Chemistry and Biochemistry Faculty Projects

 

 

Chemistry 250px
 

Professor Justin Shearer overseeing student in chemistry project.

Characterization of the estrogen receptor ligand-binding domain

Professor Mark Brandt

The estrogen receptors interact with the "female" sex steroid hormones to regulate normal growth and development in both genders. In addition, the estrogen receptors are implicated in the initiation and growth of several types of tumors, of which breast cancer is the most common. Binding of ligand to the estrogen receptor is known to alter the shape of the protein in ways that alter its function. However, the details of this conformational change in the protein are incompletely understood. In order to examine these changes, we express the ligand-binding domain of the estrogen receptor in bacteria. The bacterial expression allows us to produce the protein in large quantities, and allows us to produce modified forms of the protein with novel properties. We then characterize interactions between the protein and both ligands and other small molecules. Methods used to probe the effects of these compounds on the protein structure include HPLC gel filtration chromatography and fluorescence spectroscopy. Work in the laboratory thus involves DNA manipulation and other molecular biological techniques for generating new mutant expression plasmids, protein purification techniques, and HPLC-based and fluorescence-based experiments for characterizing the estrogen receptor protein. In addition, we have been using molecular docking and molecular dynamics computer simulations to in in analyzing the experimental results and to help in planning additional experiments. The overall goal of the project is to understand the mechanisms by which this important protein has its effects, and possibly to allow generation of improved treatments for estrogen-dependent tumors.

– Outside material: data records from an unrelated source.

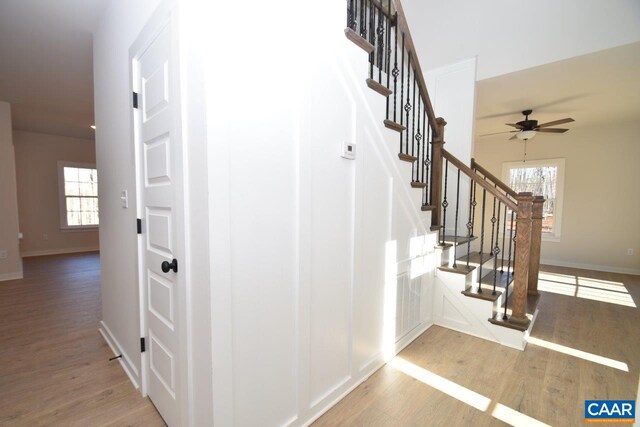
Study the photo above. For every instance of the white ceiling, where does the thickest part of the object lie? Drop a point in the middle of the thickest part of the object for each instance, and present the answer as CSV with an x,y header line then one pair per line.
x,y
46,59
593,89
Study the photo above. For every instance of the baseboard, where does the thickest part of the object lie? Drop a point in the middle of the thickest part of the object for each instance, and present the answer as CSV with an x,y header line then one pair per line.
x,y
400,345
11,276
125,361
59,251
606,268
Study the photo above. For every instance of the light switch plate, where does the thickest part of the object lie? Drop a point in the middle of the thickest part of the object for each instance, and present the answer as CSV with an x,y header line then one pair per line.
x,y
349,150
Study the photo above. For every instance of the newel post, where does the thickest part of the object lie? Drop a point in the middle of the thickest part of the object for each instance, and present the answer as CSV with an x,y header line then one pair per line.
x,y
523,246
536,242
436,172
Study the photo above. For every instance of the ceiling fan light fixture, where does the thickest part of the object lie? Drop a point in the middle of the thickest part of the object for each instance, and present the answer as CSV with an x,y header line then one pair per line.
x,y
525,135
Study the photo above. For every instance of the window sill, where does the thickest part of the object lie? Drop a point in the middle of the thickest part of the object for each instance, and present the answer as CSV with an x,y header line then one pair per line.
x,y
79,229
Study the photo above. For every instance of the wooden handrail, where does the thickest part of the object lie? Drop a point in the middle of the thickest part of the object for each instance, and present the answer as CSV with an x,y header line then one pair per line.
x,y
493,178
481,182
403,25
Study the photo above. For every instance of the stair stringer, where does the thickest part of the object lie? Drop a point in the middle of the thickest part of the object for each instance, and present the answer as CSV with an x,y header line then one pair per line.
x,y
453,310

New tools to fight drug-resistant breast cancer

Professor Ross Weatherman

One of the major challenges in treating breast cancer is that tumor cells eventually develop resistance to the drugs trying to treat them. My work focuses on synthesizing and testing new compounds specifically targeted to overcome resistance of breast cancer cells to tamoxifen, a common drug used to treat estrogen receptor-positive breast cancer. The projects will focus on the design and chemical synthesis of new compounds and new delivery methods, but will also include preclinical testing of compounds through binding and cell-based experiments. Some knowledge of organic chemistry is highly suggested.

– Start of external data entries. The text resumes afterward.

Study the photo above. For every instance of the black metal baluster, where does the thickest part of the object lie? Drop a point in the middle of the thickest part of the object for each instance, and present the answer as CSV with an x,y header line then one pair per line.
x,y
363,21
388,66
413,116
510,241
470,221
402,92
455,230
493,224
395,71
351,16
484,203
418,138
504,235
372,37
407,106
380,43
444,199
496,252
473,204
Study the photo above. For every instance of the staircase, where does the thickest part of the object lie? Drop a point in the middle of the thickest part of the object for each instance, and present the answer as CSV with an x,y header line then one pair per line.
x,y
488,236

Testing the full estrogenic signaling capabilities of potential endocrine disrupting chemicals

Professor Ross Weatherman

A major concern for the public is that there are compounds in the environment, either man-made or natural, that could be increasing the risk of the exposed population to hormone-related disorders such as cancer and diabetes. There are a number of these "endocrine disruptors" believed to raise the risk of breast cancer, but full characterization of most of these compounds has not been performed. This project will use protein and cell-based assays to better characterize a number of these compounds and try to develop a more complete picture of the potential risk of these compounds. Some basic biology and chemistry experience would be useful, but not essential.

Sustainable Materials Laundry Tag

Professor Rebecca DeVasher

I have often wondered why frequently used materials don't have a "laundry tag" that includes pertinent information such as environmental footprint, proper use and disposal, and potential for reuse and recyclability. I envision this project to begin with collecting some information on commonly used industrial materials and conclude with a database that could be turned into a smart phone app. A student from any discipline can see how the world of chemistry can inform sustainable practices in industry.

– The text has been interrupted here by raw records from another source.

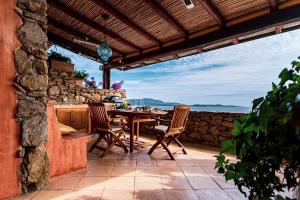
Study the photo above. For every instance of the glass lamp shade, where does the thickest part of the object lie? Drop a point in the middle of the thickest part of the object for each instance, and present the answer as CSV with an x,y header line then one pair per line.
x,y
104,51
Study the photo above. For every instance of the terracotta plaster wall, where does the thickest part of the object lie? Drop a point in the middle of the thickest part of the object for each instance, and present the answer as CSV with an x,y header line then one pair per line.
x,y
9,129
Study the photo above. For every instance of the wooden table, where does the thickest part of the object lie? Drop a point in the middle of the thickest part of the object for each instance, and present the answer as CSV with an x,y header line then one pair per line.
x,y
135,116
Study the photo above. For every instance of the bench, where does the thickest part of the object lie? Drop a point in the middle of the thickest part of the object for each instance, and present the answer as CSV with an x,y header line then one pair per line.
x,y
66,153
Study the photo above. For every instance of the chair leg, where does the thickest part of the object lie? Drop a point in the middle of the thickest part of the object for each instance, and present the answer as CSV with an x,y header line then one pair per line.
x,y
171,139
168,150
95,144
117,140
180,145
107,149
154,147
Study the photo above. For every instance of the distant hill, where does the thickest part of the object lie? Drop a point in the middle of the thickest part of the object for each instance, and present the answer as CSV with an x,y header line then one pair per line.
x,y
152,102
155,102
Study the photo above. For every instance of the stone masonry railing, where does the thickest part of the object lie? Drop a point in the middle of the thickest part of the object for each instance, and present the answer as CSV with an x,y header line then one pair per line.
x,y
205,128
63,90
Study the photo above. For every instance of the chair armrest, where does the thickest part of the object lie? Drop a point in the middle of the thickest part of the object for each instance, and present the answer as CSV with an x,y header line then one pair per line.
x,y
159,119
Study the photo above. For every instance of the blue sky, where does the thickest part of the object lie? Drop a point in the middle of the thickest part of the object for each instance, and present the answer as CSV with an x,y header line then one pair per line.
x,y
233,75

Atlas of protein fold space

Professor Yosi Shibberu (MA)
Professor Mark Brandt (CHEM)
Professor Allen Holder (MA)
Professor David Goulet (MA)

Proteins play a key role in nearly all the biochemical process of life. A protein sequence (translated from its corresponding gene sequence in DNA) collapses into a tightly packed, 3D structure called a fold. We are interested in developing an atlas of all known protein folds. Such an atlas will aid in identifying the function of individual proteins and potentially lead to the design of proteins with new functions. An atlas is built by comparing all pairs of proteins from a large database.  Our pairwise comparison technique uses eigenvalues and eigenvectors and has proven to be efficient and accurate on sizable test sets.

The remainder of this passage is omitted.